A man is suing his former employer for injuries he allegedly sustained when the refuse truck he was in drove over a speed ramp.

Krysztof Owsianka, 48, whose case is against the operator of Panda Waste, claims he injured his neck and spine when he was thrust upwards from his seat and hit his head off a structure on the vehicle’s roof when travelling as a passenger in the truck.

He claims the rubbish lorry was moving at about 50km per hour when it went over a ramp on Hanover Quay in Dublin’s city centre at about midnight on October 11, 2016. He alleges the driver was distracted by a video on his phone when the incident occurred.

Mr Owsianka, with addresses in Poland and at Monastery Gate Villas, Clondalkin, is seeking €350,000 from Nurendale Unlimited Company, with offices at Beauparc Business Park, Navan, Co.

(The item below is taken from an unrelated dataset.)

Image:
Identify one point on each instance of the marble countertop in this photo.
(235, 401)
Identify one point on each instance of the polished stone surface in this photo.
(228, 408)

Meath, for earnings lost allegedly due to his injuries, the court heard.

The claims are denied.

'Very severe pain'

Through a Polish interpreter, Mr Owsianka said he was “motionless” on the floor of the vehicle in “very, very severe pain” following the alleged incident, which resulted in an ambulance being called. He is being treated for neck and lumbar spine injuries, which are preventing him from returning to work now, he said.

Tom Hogan SC, instructed by solicitor Rory Muldowney, for Nurendale, put it to him that it was not true that the driver had been using his phone at the time, to which Mr Owsianka replied: “I wouldn’t have imagined such a thing. I wouldn’t say it if it was not true.” 

Driver's testimony

Mr Hogan said the driver of the vehicle will claim he was not distracted and was driving at between 10 and 15km per hour. Mr Owsianka said the driver should present data from his company speed recording device to prove he was not travelling at 50km per hour as the matter is “his word against mine”.

Counsel said the driver will also claim the plaintiff “simply threw” himself onto the floor of the truck and that he didn’t hit his head. The driver will also say he thought Mr Owsianka was “joking” when he would not get off the floor and kept “screaming” about his back following the alleged incident, the court heard.

Mr Owsianka said this was not true and his medical records prove otherwise.


Mr Hogan put it to him that the degenerative changes in his spine between two MRI scans, in 2016 and 2017, were due to “wear and tear” and were symptomatic prior to the accident. The plaintiff said the injuries were due to the 2016 event and he never had any issues with his lumbar spine prior to it.

Among Mr Owsianka’s claims is that the refuse truck was driven at speed over a ramp owing to the negligence and breach of duty of Nurendale, its servants or agents.

The father-of-one told the court that he lives primarily in Poland at the moment as therapies are cheaper there. He said he has spent about €16,000 on various treatments for his injuries and receives just over €200 per week from the Irish authorities in the form of the invalidity pension.

He said he was earning about €650 per week when employed by Nurendale as a refuse collector and truck driver. He has not been in employment since the incident nearly six years ago, apart from for one month, which he said was to test if he was fit to work again.

The case before Mr Justice Garrett Simons continues on Thursday.